I've considered that as well. Since the mating tongue on the rails needs to fit into the groove as well, the mating cutter would have to cut a 5.2mm tongue and I would have to add stock to that cutter, which I can't do. I suppose I could cut the tongue (mortise) by hand, but if I go that route I think I would be inclined to forget about the plywood and resaw some 3/4" cherry I have to make solid 1/4" panels.

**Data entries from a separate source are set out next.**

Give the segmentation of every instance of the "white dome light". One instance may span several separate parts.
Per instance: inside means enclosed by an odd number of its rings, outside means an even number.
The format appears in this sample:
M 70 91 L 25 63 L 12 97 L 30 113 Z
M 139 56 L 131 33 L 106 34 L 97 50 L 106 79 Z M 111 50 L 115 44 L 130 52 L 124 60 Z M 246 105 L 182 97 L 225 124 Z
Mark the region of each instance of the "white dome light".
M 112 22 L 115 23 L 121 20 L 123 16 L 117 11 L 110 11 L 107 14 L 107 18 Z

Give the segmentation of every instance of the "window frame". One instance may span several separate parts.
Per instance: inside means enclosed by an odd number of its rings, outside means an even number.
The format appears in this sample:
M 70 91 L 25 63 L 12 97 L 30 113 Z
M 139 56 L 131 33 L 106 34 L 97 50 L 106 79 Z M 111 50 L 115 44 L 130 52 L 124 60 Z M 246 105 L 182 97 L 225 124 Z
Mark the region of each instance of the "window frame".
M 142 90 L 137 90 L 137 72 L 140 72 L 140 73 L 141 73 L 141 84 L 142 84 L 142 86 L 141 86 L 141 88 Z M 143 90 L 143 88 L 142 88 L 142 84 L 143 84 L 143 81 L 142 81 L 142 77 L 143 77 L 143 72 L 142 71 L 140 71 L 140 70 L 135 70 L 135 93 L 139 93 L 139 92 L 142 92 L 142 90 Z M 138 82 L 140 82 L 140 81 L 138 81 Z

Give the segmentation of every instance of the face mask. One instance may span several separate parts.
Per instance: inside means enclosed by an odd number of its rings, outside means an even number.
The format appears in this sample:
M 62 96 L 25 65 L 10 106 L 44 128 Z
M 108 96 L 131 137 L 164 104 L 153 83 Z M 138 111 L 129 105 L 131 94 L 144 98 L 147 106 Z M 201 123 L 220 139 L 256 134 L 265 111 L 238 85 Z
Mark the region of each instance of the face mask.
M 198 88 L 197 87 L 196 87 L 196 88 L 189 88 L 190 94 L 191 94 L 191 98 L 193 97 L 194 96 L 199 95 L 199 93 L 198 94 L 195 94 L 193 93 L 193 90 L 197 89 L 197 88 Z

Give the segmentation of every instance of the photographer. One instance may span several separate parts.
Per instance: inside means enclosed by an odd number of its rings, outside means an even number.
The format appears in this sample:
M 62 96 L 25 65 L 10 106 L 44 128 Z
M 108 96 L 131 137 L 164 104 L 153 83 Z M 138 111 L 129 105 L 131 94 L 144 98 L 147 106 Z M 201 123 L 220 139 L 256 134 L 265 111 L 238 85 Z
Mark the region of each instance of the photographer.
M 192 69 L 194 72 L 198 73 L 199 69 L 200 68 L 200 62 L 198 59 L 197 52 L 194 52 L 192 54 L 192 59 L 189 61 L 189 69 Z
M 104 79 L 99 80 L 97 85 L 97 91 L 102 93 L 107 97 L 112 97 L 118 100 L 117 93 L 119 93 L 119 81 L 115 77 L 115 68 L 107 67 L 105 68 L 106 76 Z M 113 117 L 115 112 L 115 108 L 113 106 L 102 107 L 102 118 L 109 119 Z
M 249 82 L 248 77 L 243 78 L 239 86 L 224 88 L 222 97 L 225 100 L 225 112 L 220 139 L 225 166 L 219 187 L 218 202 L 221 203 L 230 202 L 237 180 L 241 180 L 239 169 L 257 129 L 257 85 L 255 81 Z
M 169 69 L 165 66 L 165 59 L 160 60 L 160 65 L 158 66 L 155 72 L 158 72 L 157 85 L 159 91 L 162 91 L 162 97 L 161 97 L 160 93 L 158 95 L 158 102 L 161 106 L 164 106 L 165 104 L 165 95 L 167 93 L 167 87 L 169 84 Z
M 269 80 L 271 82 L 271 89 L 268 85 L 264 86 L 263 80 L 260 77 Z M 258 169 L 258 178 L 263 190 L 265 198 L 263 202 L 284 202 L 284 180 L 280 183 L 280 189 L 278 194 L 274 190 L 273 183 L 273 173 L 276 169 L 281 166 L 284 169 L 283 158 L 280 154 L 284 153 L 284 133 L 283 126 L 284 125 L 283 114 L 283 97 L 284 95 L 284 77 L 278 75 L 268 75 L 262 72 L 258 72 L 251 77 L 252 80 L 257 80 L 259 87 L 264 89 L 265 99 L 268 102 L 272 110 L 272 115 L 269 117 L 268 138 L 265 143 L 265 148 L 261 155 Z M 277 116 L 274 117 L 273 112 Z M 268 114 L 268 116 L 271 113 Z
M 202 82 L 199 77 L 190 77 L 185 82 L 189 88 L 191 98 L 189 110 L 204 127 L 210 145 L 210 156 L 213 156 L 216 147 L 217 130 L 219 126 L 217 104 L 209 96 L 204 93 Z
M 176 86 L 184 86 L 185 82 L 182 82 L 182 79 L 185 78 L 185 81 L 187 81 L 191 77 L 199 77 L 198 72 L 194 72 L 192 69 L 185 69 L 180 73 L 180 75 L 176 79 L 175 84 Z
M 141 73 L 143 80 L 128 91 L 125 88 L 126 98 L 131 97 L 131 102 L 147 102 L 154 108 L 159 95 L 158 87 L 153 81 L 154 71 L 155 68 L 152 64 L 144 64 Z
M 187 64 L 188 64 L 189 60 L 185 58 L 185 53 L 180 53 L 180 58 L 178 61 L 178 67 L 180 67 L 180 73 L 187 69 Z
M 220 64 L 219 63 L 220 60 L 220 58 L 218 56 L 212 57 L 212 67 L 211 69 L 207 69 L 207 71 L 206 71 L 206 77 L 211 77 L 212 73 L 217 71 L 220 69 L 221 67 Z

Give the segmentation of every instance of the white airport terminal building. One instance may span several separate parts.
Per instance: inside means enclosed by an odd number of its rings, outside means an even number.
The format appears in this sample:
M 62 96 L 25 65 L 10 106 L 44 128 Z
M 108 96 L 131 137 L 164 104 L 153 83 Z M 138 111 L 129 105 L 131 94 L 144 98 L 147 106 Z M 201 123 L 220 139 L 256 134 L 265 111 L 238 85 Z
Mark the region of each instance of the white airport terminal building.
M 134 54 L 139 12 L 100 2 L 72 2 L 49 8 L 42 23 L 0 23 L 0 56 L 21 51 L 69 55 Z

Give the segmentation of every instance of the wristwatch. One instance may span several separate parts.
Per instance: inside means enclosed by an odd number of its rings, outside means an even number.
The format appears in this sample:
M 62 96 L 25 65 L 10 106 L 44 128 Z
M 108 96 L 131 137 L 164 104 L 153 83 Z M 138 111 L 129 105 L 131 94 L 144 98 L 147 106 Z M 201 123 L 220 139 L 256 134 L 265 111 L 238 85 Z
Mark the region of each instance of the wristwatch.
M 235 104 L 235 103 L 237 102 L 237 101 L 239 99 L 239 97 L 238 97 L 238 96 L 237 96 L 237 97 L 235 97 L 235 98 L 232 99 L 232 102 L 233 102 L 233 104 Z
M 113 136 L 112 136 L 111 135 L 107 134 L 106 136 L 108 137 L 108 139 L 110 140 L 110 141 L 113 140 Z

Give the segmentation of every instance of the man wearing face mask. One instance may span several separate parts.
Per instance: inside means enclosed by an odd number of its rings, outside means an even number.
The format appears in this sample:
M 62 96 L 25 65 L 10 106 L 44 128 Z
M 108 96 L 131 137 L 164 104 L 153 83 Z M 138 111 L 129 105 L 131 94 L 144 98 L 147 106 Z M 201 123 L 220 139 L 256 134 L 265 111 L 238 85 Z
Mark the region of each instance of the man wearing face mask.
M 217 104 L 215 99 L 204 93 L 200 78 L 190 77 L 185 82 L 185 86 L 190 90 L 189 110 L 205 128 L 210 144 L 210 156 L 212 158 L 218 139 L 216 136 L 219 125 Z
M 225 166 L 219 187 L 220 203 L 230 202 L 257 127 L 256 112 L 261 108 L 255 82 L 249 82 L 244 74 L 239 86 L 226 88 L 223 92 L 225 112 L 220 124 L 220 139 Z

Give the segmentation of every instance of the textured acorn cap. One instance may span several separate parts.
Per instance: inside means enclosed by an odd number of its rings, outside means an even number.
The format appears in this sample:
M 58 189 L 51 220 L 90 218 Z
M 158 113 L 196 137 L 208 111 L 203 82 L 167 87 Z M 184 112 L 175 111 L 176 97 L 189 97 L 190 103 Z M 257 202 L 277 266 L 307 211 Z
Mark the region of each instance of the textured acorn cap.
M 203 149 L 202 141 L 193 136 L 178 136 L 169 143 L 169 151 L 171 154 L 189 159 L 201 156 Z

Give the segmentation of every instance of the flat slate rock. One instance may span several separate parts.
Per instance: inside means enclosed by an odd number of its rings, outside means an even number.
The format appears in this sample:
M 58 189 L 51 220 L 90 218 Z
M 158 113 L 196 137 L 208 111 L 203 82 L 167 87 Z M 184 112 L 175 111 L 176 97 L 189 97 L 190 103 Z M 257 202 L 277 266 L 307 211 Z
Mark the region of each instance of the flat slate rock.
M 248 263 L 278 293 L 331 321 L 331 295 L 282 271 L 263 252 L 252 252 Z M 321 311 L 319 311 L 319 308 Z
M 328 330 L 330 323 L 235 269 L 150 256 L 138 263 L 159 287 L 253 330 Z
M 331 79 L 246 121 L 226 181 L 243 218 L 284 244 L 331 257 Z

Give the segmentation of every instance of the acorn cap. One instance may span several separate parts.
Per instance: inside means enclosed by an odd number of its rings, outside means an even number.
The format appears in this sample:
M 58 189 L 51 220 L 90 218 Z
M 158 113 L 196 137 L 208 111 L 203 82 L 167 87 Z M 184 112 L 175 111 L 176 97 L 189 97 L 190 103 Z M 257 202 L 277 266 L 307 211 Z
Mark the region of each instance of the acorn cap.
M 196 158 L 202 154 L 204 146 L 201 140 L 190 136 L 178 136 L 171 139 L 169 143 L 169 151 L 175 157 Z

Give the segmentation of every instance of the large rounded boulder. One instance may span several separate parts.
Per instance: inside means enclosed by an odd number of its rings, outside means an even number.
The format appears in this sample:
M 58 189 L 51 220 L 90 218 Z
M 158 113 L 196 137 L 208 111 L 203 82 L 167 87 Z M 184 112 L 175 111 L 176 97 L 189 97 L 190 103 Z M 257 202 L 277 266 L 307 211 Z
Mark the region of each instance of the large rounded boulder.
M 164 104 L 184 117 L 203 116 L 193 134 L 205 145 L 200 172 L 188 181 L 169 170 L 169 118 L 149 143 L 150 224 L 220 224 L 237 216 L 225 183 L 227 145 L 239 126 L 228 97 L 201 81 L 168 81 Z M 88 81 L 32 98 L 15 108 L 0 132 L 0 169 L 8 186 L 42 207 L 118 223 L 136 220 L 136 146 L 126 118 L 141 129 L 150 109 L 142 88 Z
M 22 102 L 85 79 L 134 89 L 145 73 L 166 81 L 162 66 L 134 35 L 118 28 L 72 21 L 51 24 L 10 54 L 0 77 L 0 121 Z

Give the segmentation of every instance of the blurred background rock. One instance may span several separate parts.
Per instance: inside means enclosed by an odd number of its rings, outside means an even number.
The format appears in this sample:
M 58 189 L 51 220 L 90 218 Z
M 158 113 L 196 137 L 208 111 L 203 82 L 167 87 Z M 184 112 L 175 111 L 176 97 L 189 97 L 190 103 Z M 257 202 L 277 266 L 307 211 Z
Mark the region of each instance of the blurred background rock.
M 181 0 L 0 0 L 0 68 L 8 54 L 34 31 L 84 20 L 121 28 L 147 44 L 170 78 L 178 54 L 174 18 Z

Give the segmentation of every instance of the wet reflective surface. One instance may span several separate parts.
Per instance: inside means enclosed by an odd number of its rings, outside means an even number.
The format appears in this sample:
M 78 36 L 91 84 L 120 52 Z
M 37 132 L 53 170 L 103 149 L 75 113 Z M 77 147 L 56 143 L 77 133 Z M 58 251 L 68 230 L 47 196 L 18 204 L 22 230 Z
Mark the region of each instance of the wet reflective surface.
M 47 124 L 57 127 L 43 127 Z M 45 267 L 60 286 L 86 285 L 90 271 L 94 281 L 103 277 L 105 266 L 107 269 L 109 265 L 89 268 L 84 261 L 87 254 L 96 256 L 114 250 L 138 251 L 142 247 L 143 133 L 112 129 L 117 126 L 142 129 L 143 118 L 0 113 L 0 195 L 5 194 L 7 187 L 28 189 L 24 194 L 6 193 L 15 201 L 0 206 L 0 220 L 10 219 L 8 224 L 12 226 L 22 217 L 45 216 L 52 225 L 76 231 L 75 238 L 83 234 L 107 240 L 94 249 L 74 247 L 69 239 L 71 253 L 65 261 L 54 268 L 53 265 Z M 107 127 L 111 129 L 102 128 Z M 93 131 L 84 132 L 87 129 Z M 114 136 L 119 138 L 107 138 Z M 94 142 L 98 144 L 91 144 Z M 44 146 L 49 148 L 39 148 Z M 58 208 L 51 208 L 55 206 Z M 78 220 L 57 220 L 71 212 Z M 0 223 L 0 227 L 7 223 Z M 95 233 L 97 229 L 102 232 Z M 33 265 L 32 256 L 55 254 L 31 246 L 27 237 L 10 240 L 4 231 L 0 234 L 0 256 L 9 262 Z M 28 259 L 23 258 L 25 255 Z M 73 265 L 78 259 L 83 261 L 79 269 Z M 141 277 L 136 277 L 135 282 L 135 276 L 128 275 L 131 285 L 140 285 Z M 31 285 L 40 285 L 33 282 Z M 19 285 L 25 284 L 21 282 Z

MLCS sells a special 5.2mm cutter for its reversible rail and stile cutters and then adds a spacer for the mating cut. But I would have to buy the entire setup ($65 for the rail and stile cutter + $25 for the 5.2mm cutter and shims). Oh well...using shim wedges to fill the gap still sounds pretty good.
Regards,
Patrick
I'd turn the groove into a rebate on the inside and hold the panel in place with a strip of molding.
Hi Patrick ,
My cutters also cut a 1/4" slot. Anymore the square edge detail is what people want on many occasions . If this will work , then what I do is center the panel in the door frame stock , and actually cut the groove on the table saw . I use a dado blade to cut the rail ends to create the tenons. I use a second table saw set up with the dado and another set up with the blade set so you run the stock twice once from each side against the fence to create the 5.2 or whatever size slot you need . This method has no downfall to tearout or snipe as is common on a shaper .Also for myself I can safely run small pieces with ease .
good luck
I recently had this problem. Had assumed I cut cut the grooves in the stiles/rails with 1/4" worth of stacked dado, and then found the "1/4" cherry to be closer to 1/5th. So I cut the grooves with the table saw blade, setting the fence so that when I ran the rails/stiles first one direction, then flipped it around and ran the other, I wound up with the correct groove. Cut the tenons on the dado, and simple size the height of the dado to get the proper size. Used "spaceballs" from Rockler in the grooves to hold the panel tight. Came out well.